Si tratta della violenza materiale, che viene considerata la violenza “vera e propria”, e che Catherine MacKinnon (2006) prende in considerazione per ribadire sotto una diversa angolazione che le donne non sono esseri umani; l’angolazione è diversa perché in questo caso le donne non sono esseri umani in quanto oggetti di violenza fisica. Se infatti fossero esseri umani, non sarebbero costrette a prostituirsi; non verrebbero considerate alla stregua di schiave sessuali e trattate come tali; sarebbero esenti dalle umiliazioni delle mansioni pesanti, pericolose, avvilenti, prive di retribuzione; non subirebbero molestie sessuali; non verrebbero infibulate, picchiate, stuprate; non si imporrebbe loro di sposare i propri stupratori; non sarebbero costrette al suicidio per restituire alla propria famiglia quell’onore che lo stupro ha intaccato; non dovrebbero velarsi né segregarsi dietro i burka; non sarebbero rinchiuse in case che in realtà si trasformano presto in prigioni; non verrebbero messe a tacere, torturate, lapidate, decapitate, uccise appena nate.
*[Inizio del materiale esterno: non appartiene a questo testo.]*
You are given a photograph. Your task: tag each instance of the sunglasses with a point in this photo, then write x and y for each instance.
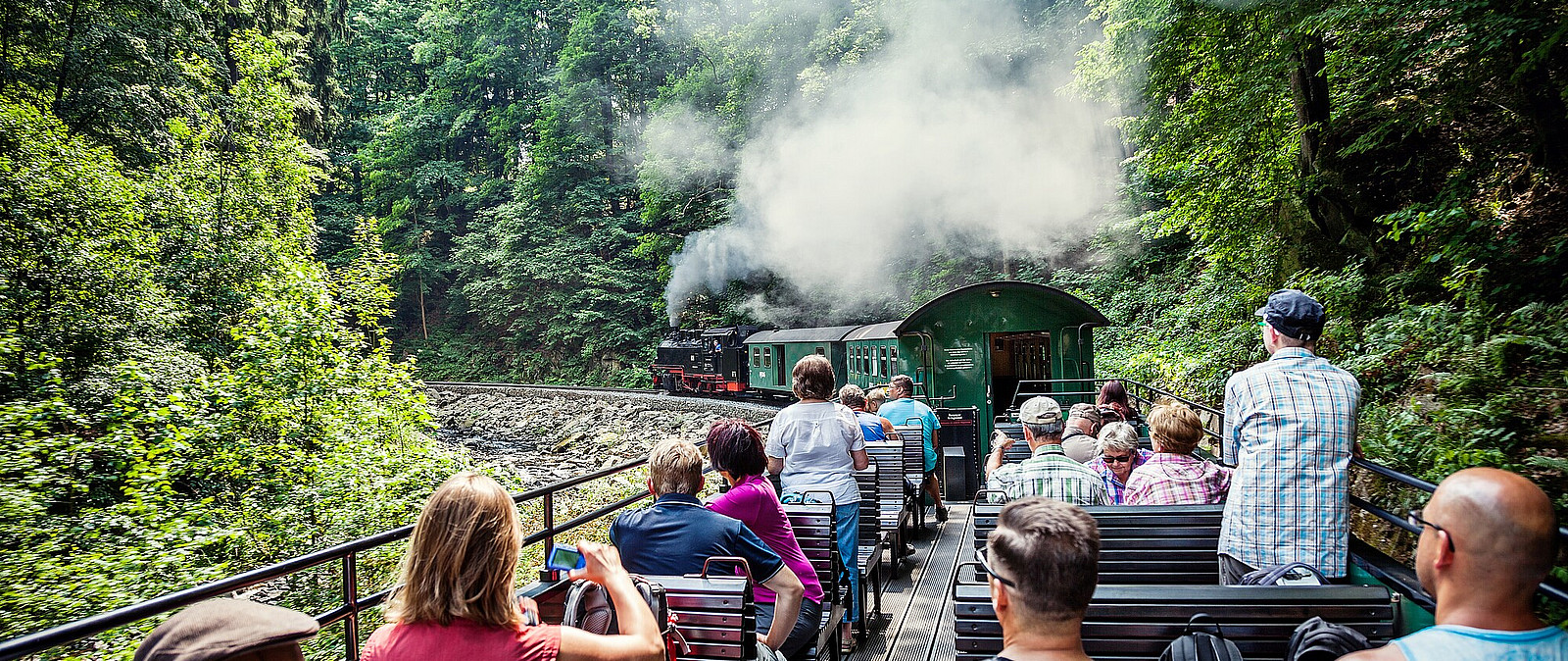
(1415, 520)
(984, 553)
Così fan tutte: tutte le donne sono soggette a una forma o l’altra di violenza. Eppure, la violenza perpetuata nei loro confronti, nelle sue variazioni sia epistemico-epistemologiche, sia psico-fisiche, viene costantemente sottovalutata: se da una parte si evita spesso di considerarla tra le palesi violazioni dei diritti umani, così come invece si dovrebbe, dall’altra viene raramente vista come un muro contro cui va inevitabilmente a scontrarsi qualsiasi considerazione delle donne e sulle donne. Per di più, nonostante i comportamenti maschili che danneggiano le donne siano stati identificati come il meccanismo chiave di subordinazione delle donne agli uomini (si veda, per esempio, Radford e Stanko, 1996), nonostante si riescano a identificare una vasta gamma di gruppi in cui la violenza si ritrova perlopiù declinata al maschile (membri delle forze armate, criminali, molestatori e/o violentatori dei membri della propria famiglia e dei propri partner, praticanti e tifosi di sport in cui la forza fisica gioca un ruolo considerevole), nonostante per alcune statistiche ufficiali siano gli uomini a commettere l’85% dei crimini violenti (si veda Breines, Connell e Eide, 2000), le donne stesse continuano a minimizzare la gravità dei comportamenti violenti maschili, dicendo cose come «niente è davvero accaduto» o «non mi ha fatto poi troppo male», mentre gli uomini sminuiscono il significato dei propri comportamenti giudicandoli spesso non violenti, o tendendo a sottovalutare, se non addirittura ad azzerare, i contenuti violenti dei comportamenti stessi.

Non inquadrare in modo corretto la complessità del fenomeno ci consente di rifugiarci in un’ipocrisia che preferisce esiliare questa o quella violenza in certe classi sociali, religioni, etnie, come se la violenza non riguardasse ogni essere umano. Scrivo “essere umano”, e non solo “donna”, di proposito, perché non credo che i comportamenti violenti, o comunque aggressivi, sebbene prevalentemente maschili, siano esclusivamente tali: non possiamo e non dobbiamo negare che vi sono donne violente che sfruttano, perseguitano, tiranneggiano, mutilano, seviziano se stesse o altri esseri umani. Per fare chiarezza occorre comprendere meglio le donne, interrogarsi sulla loro identità, sui loro rapporti con gli altri, sul loro relazionarsi con il mondo esterno. Tra l’altro, comprendendo meglio le donne, riusciamo ad aprire gli occhi di fronte a diversi tipi di oppressione che riguardano più di un ruolo femminile (biologico, familiare, professionale, sessuale: si vedano Bergmann, 2005; Brownmiller, 1975; Firestone, 1970; MacKinnon, 1987 e 1989; Okin, 1989), e, senza confondere quanto è naturale con quanto è normale, normalizzante, normalizzato, giungiamo inevitabilmente a percepire che etichettare qualcosa come “naturale” (lo si fa anche con la violenza) non comporta che quel qualcosa non sia passibile di condanna culturale, etica e giudiziaria”.